Blog d'étude critique et académique du fait maçonnique, complémentaire de la revue du même nom. Envisage la Franc-Maçonnerie comme un univers culturel dont l’étude nécessite d’employer les outils des sciences humaines, de procéder à une nette séparation du réel et du légendaire et de procéder à la prise en compte de ce légendaire comme un fait social et historique.
Julien Vercel
De la prudence au rejet politique
Le concept de care qui peut être traduit par « soin » ou « sollicitude », ne bénéficie, en fait, d’aucune traduction qui rendrait compte de la totalité de son sens… D’ailleurs son origine anglo-saxonne explique le premier rejet dont il a fait l’objet. Ainsi, quand Martine AUBRY reprend la plume en 2013 pour lancer une initiative intitulée « Renaissance » (« La France a la possibilité d’inventer un autre monde », Le Monde, 26 août 2013), elle semblait prendre ses distances avec le care et préférait insister sur la fraternité de notre devise républicaine définie comme « l’attention de tous à chacun, mais aussi de chacun à tous. Lorsque je l’ai lancé, ce débat a été caricaturé autour de la notion de care. Il n’en reste pas moins qu’il convient de revendiquer l’altruisme comme une valeur sans laquelle aucune société ne tient debout durablement ». Elle souhaitait enfin que la France « ouvre des perspectives pour la culture, la science, l’imagination, la liberté, le bien-être ! »
Il faut dire que les critiques avaient plu depuis 2010. Pas étonnant pour une notion qui a le double tort d’être anglo-saxonne et d’origine féministe ! Passons sur Jean-Michel Apathie qui, sur son blog , se moque et affirme que « La nunucherie fait des vagues » (16 avril 2010 et 28 avril 2010). À gauche, c’est Manuel Valls qui exprime le rejet le plus complet. Dans une tribune intitulée « Promouvoir comme panacée une société du soin est une erreur profonde » (Le Monde, 14 mai 2010), il explique que « l’individu n’est ni malade, ni en demande de soins », mais qu’« il demande à pouvoir agir en toute liberté, car partout il est empêché ». Le care comporterait donc, selon lui, deux risques majeurs : celui de faire croire aux citoyens que leur État, pourtant fortement endetté, est aussi leur « débiteur » et celui de passer à « une société du sentiment où la promesse serait celle d’un bien-être, d’une douceur, bref d’un bonheur qui, par définition, n’est accessible que par un chemin strictement personnel ». Pour Manuel Valls, le care est inadapté à la France, car c’est une « vieille idée des années 1980 qui s’enracine dans une conception féministe-différentialiste américaine réclamant un État plus attentif aux minorités ». Il en appelle plutôt à « une autorité émancipatrice capable de donner à chacun, non pas des soins, mais les moyens de se bâtir, en parfaite autonomie et en responsabilité, un présent et un avenir ».

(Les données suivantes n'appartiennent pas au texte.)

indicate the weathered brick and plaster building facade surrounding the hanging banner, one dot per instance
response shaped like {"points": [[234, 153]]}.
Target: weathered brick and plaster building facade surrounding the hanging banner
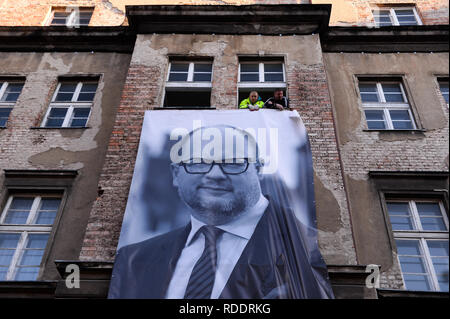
{"points": [[369, 79]]}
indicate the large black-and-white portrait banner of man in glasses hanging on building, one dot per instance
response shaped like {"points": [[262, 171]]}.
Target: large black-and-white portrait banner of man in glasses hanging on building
{"points": [[221, 205]]}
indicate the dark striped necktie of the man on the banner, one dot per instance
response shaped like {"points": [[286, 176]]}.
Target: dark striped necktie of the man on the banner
{"points": [[202, 277]]}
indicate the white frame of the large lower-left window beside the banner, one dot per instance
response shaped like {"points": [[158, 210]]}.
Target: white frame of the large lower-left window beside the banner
{"points": [[24, 230]]}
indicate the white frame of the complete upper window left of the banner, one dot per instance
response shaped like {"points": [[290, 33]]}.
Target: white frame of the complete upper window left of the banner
{"points": [[69, 105]]}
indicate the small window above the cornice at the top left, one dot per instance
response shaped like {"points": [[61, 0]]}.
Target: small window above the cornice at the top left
{"points": [[71, 16]]}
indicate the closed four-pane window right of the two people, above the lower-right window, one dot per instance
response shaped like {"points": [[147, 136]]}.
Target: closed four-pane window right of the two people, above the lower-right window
{"points": [[386, 106]]}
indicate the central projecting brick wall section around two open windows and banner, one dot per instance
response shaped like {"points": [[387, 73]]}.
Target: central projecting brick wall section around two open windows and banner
{"points": [[144, 89]]}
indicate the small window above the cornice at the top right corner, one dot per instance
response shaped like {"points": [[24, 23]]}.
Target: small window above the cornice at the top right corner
{"points": [[396, 16]]}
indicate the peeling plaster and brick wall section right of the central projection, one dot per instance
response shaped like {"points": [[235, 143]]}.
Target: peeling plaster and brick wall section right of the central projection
{"points": [[363, 151]]}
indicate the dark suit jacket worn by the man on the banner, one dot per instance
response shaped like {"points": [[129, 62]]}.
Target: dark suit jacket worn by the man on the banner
{"points": [[275, 263]]}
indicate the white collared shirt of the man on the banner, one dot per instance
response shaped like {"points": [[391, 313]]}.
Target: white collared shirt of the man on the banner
{"points": [[229, 248]]}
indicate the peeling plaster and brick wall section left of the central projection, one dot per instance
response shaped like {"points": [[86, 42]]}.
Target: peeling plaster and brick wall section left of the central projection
{"points": [[23, 145]]}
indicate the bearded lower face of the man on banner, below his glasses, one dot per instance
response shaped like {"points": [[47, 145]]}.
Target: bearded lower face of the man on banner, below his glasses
{"points": [[216, 197]]}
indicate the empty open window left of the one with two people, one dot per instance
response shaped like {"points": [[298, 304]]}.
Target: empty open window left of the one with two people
{"points": [[188, 84]]}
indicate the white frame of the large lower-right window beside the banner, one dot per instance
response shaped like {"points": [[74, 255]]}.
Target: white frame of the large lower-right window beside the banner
{"points": [[422, 236]]}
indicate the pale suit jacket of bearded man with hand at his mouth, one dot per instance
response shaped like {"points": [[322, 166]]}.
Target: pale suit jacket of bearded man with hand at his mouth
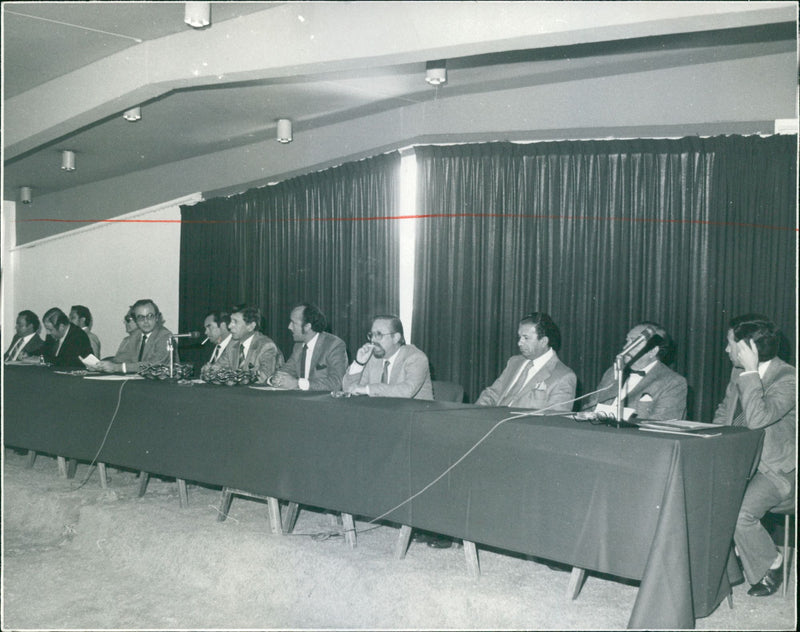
{"points": [[410, 376]]}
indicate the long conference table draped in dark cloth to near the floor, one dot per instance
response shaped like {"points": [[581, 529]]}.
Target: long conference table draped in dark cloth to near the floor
{"points": [[655, 507]]}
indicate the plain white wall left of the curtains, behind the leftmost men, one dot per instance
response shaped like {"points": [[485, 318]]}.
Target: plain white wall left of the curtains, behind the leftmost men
{"points": [[105, 266]]}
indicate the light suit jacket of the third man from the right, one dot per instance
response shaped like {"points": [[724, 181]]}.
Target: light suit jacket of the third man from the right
{"points": [[552, 386]]}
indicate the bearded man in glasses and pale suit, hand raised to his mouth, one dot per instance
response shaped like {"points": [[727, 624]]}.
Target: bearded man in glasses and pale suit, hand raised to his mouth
{"points": [[388, 367]]}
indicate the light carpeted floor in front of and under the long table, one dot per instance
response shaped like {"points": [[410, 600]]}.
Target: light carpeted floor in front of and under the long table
{"points": [[80, 557]]}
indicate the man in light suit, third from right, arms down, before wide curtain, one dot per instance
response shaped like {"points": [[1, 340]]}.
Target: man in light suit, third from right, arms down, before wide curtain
{"points": [[536, 378]]}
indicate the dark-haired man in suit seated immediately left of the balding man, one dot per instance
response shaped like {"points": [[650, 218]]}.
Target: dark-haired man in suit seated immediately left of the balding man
{"points": [[250, 349]]}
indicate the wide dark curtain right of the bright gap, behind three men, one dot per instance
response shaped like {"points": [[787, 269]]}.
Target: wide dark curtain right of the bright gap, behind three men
{"points": [[602, 235]]}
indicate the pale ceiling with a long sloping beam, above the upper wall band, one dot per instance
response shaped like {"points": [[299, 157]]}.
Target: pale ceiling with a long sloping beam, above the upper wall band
{"points": [[70, 69]]}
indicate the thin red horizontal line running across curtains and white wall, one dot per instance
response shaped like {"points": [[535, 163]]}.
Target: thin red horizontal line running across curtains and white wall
{"points": [[424, 216]]}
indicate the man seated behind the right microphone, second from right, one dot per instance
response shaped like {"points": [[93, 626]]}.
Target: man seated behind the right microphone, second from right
{"points": [[650, 387]]}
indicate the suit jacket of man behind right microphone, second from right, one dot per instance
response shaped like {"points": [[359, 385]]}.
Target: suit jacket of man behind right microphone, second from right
{"points": [[663, 390]]}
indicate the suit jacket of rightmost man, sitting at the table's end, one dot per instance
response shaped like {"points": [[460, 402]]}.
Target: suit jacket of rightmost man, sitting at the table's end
{"points": [[767, 403]]}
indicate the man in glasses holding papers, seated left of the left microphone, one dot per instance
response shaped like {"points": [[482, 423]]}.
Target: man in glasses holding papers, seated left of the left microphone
{"points": [[147, 346]]}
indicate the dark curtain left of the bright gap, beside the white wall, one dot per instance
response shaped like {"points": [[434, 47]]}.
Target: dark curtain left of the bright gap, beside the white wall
{"points": [[325, 238]]}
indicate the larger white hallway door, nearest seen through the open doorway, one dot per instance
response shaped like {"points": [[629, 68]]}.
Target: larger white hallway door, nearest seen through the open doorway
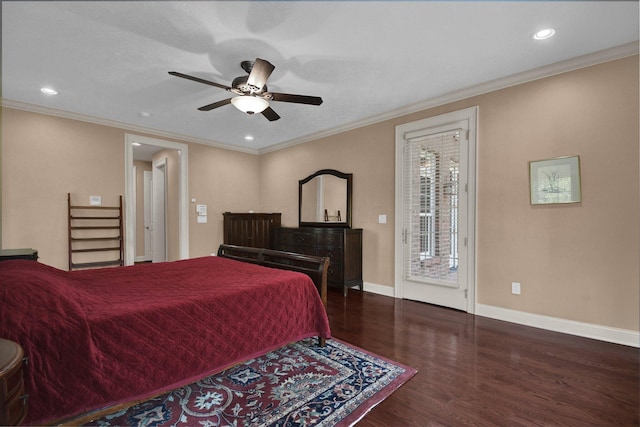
{"points": [[159, 210]]}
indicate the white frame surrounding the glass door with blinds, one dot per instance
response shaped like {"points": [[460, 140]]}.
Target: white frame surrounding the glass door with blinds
{"points": [[470, 114]]}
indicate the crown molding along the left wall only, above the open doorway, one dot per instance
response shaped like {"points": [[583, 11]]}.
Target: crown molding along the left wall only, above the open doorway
{"points": [[18, 105]]}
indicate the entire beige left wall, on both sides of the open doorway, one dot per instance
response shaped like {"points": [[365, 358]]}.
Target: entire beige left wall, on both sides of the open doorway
{"points": [[45, 157]]}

Quant à Nathalie Kosciusko-Morizet, elle réfute l’idée d’une « nature » féminine bienveillante, refuse de croire que « la compassion bienveillante puisse tenir lieu de réponse politique à la souffrance sociale », préfère utiliser les concepts français de « solidarité sociale » et de « morale universaliste » et résume finalement le care à un « retour à un discours de l’assistanat social et des bons sentiments ». Elle se propose donc « de garantir à tous l’égalité des chances qui permettra à chacun de mener son existence avec les capacités qui sont les siennes »(« Care ou le triomphe des bons sentiments », Le Monde, 13 mai 2010).
L’assaut de critiques n’empêche pas d’identifier le care dans les sources d’inspiration de certaines prises de position ou réformes récentes. Il y a d’abord celles et ceux, comme Laurence Rossignol qui se revendiquent ouvertement du care en s’opposant au travail dominical : « Le dimanche, il y a mieux à faire que de consommer » (1er décembre 2013) ou expliquent, comme Jérôme Guedj, que le papy-boom encourage la marche vers une société du care (Plaidoyer pour les vieux, Éditions Jean-Claude Gawsewitch, 2013).
Dans l’exercice du pouvoir, la préoccupation du care se traduit par une action tournée vers la prévention plutôt que vers la réparation. Il arrive donc de faire du care sans le savoir. Le projet de loi sur l’adaptation de la société au vieillissement, actuellement en navette entre les deux assemblées, est, à ce titre, significatif de cette approche. D’autant plus que ce projet marque un premier pas dans la reconnaissance des aidants, trop souvent ignorés par les médecins.